Abstract

Salmonellosis is a zoonosis of major relevance to global public health. Here we present the assessment of Salmonella enterica contamination in pork and poultry meat sold at retail markets in São Paulo, Brazil. A total of 780 meat samples (386 poultry meat and 394 pork samples) were collected from 132 markets. From these, 57 samples (7.3%) were positive for S. enterica isolation, including 32 (8.3%) poultry meat and 25 (6.3%) pork samples. S. enterica isolates were further characterized for serotyping, antimicrobial resistance and genotyping by amplified fragment length polymorphism and pulsed field gel electrophoresis.

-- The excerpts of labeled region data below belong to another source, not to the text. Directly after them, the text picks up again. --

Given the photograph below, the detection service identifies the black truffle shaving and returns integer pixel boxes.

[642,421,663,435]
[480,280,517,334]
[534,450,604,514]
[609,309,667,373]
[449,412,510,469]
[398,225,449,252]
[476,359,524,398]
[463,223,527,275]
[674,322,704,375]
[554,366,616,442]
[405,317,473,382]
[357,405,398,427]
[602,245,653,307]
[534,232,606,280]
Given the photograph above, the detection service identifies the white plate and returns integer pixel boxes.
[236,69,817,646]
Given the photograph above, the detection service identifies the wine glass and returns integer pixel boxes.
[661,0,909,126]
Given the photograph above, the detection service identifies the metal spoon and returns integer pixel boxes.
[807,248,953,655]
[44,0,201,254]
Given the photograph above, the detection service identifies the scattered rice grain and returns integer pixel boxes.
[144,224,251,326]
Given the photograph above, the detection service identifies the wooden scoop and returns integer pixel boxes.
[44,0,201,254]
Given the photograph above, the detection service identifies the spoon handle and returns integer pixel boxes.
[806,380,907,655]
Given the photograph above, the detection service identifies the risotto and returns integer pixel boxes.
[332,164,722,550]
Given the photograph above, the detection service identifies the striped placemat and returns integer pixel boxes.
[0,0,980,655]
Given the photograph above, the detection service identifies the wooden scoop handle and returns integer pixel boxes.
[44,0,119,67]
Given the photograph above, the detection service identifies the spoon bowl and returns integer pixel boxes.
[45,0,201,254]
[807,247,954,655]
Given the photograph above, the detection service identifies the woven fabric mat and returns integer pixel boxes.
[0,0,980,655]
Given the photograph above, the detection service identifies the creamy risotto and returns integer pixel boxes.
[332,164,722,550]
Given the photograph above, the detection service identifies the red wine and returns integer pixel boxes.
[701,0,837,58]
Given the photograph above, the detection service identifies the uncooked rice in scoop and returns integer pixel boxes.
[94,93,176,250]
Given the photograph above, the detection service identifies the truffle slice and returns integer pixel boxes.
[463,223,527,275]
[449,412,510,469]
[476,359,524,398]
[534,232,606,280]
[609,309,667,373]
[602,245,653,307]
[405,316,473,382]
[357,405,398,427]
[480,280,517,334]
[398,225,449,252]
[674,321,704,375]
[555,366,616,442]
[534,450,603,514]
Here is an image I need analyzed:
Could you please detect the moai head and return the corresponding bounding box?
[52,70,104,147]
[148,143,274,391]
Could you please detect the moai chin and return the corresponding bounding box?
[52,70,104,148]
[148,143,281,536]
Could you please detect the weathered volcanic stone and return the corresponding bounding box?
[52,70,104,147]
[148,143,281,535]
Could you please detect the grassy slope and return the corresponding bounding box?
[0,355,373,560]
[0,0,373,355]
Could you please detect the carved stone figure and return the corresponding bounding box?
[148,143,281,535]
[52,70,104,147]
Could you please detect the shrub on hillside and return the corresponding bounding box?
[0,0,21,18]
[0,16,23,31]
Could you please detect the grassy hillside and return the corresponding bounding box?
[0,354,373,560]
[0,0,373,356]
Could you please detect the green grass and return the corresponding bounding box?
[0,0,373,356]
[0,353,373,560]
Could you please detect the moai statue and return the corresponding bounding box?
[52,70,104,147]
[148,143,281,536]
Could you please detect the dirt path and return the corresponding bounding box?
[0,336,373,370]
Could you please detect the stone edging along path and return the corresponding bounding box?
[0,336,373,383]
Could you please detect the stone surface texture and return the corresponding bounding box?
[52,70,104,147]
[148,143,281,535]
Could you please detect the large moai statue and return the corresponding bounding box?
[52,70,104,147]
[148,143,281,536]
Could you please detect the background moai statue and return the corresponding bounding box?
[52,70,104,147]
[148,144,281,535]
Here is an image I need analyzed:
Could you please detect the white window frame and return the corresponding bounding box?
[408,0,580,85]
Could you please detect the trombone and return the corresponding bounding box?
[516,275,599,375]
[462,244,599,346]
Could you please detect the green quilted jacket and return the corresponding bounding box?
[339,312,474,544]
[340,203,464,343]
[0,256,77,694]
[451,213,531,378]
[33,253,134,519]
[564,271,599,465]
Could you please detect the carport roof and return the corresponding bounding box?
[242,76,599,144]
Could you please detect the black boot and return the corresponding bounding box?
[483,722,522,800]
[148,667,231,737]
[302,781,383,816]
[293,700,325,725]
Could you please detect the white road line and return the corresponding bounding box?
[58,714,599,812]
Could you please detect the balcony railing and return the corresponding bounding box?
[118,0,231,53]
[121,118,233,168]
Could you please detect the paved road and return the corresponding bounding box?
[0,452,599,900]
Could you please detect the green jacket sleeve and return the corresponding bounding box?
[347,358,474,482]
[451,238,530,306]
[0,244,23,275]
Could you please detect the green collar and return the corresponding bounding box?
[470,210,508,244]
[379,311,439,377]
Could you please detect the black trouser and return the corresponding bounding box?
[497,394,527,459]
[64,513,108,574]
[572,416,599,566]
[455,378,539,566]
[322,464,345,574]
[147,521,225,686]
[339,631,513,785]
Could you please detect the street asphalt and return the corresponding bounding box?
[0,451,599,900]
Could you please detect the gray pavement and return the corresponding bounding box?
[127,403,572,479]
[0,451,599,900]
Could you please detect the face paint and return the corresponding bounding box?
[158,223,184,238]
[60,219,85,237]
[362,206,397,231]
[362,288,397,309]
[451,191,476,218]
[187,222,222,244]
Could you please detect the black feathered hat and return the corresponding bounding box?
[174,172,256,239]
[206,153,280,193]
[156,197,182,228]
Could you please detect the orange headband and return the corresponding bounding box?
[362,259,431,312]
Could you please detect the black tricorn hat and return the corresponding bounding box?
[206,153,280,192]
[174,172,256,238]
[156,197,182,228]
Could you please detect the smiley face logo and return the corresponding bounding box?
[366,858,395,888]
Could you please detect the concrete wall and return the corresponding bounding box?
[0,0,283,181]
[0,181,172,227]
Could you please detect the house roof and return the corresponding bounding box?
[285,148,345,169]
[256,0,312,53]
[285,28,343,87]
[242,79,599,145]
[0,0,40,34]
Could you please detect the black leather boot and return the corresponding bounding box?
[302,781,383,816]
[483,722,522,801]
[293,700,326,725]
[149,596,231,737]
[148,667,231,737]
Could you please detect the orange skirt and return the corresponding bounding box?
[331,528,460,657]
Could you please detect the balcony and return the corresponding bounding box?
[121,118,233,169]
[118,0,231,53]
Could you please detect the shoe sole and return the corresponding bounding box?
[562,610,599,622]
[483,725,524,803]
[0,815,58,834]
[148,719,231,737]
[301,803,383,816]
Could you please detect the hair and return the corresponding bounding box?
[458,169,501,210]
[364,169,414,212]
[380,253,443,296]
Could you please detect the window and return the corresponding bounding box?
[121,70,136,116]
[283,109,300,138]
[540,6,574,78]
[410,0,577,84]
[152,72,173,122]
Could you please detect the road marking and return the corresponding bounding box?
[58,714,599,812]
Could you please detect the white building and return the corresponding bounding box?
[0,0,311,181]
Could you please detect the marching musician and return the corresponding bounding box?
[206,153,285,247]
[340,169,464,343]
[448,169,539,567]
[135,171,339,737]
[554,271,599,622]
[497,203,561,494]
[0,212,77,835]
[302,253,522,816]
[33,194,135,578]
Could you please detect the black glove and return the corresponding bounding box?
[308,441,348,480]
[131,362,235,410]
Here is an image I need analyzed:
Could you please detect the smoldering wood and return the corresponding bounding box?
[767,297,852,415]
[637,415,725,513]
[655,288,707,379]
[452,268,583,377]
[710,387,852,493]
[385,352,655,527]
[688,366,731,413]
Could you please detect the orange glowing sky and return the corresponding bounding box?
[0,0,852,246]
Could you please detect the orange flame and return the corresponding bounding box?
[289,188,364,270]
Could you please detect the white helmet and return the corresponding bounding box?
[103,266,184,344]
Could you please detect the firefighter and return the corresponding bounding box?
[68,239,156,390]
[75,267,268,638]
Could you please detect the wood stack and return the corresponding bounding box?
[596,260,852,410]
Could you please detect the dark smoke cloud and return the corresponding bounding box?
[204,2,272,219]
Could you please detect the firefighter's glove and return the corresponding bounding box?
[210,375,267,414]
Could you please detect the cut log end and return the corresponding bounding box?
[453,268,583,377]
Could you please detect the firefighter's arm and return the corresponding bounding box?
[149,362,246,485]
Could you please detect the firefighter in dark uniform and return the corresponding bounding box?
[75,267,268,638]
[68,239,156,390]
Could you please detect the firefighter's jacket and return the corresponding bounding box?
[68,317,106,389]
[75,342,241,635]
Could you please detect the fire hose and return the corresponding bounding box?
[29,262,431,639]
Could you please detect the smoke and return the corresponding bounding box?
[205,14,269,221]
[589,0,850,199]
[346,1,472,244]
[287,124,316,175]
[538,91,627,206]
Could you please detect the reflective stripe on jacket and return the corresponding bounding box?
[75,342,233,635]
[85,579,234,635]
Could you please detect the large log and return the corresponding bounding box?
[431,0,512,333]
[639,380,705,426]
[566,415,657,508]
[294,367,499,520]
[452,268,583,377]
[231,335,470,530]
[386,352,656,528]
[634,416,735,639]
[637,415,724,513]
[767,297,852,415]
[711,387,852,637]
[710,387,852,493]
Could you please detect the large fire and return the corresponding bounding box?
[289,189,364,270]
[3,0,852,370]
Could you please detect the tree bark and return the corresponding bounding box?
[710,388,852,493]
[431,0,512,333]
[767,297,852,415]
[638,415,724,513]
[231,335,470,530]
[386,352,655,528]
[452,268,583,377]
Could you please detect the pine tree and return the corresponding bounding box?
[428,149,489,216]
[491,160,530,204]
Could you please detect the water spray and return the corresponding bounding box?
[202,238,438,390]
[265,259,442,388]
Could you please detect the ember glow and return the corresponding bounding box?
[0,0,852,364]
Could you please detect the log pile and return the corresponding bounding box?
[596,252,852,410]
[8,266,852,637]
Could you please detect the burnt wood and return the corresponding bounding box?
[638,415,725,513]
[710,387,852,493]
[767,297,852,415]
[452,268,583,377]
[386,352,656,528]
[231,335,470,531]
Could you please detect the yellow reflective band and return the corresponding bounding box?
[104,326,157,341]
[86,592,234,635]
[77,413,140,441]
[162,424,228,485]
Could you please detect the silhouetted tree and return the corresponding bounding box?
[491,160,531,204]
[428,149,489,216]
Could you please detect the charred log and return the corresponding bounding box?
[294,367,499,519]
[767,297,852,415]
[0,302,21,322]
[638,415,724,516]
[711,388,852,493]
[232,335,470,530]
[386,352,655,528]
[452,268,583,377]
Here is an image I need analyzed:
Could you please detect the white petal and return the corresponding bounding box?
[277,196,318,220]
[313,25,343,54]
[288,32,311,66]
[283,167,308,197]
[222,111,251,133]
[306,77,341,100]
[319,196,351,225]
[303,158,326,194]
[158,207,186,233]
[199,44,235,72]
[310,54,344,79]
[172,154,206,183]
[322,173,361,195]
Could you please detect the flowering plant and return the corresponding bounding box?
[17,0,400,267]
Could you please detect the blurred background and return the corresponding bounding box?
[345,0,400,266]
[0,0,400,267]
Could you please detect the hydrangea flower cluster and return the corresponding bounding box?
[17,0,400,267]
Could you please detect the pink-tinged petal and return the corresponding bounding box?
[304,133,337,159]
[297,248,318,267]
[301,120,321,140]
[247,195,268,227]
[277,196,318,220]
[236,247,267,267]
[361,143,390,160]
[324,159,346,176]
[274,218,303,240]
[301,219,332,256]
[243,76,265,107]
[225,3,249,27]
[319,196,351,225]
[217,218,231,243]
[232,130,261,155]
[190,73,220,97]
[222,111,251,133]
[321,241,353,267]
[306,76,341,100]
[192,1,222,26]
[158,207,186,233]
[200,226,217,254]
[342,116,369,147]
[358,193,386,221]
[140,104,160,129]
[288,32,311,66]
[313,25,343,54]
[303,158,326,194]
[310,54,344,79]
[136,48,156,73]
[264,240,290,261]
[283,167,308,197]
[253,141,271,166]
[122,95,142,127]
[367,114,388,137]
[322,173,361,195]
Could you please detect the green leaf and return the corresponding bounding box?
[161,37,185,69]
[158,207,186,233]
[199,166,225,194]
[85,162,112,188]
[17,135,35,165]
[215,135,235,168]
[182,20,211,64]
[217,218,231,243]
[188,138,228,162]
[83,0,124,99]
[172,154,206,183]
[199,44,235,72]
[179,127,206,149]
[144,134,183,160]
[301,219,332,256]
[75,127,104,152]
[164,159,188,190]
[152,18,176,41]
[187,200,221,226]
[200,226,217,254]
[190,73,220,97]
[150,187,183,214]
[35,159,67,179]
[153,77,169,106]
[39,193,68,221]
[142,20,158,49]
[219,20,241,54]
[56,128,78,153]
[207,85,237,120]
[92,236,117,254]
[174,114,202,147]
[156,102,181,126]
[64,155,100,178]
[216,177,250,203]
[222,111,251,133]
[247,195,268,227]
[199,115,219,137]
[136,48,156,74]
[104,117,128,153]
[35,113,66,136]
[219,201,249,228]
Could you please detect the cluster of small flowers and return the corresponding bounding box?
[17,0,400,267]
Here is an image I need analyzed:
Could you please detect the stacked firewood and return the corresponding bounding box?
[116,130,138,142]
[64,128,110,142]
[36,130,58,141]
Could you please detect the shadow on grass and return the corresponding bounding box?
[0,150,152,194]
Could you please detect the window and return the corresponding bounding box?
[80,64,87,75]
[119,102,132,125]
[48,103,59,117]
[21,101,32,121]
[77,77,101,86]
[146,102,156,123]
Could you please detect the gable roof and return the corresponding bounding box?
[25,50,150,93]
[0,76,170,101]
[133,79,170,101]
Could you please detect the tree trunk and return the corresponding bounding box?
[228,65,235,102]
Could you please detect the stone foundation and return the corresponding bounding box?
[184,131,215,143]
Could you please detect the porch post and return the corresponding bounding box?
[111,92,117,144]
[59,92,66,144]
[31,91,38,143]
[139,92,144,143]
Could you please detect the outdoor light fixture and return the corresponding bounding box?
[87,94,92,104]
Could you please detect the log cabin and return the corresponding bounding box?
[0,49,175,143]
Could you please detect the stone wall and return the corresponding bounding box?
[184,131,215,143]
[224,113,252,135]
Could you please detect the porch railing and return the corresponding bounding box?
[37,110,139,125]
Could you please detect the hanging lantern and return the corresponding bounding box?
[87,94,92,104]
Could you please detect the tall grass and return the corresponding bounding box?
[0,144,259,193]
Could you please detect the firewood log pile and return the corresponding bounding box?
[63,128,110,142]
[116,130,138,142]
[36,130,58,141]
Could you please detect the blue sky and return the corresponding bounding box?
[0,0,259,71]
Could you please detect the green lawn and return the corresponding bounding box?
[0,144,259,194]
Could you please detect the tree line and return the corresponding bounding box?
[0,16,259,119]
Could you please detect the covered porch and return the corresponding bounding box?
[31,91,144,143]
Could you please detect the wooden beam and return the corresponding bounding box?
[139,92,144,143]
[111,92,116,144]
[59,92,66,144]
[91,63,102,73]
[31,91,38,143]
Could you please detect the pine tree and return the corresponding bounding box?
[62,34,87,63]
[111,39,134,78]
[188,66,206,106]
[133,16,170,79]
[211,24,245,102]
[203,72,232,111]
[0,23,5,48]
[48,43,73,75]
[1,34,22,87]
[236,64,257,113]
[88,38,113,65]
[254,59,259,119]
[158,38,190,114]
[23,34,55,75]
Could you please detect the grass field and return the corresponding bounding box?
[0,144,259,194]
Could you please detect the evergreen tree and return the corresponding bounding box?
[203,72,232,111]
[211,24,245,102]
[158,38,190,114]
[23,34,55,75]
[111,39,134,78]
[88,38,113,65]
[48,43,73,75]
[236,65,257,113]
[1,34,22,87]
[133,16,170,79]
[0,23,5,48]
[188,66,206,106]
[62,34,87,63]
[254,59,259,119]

Antimicrobial resistance analysis demonstrated two main profiles: pork isolates were more resistant to macrolides, β-lactams, tetracycline, phenicols, and fluoroquinolones, and poultry meat isolates presented higher resistance to fluoroquinolones, sulfonamides, tetracycline, and β-lactams. A total of 72.4% of poultry meat isolates were identified as S. Heidelberg, while most of pork isolates were S. Typhimurium (31.7%) and S. Give (16.7%). Genotyping resulted in most clusters consisting exclusively of pork or poultry meat, no cross-contamination was detected, and a tendency to differentiate isolates according to their serotypes and markets of origin. High resistance rates to critically important antimicrobials reinforce the importance of controlling Salmonella contamination in meat production chains.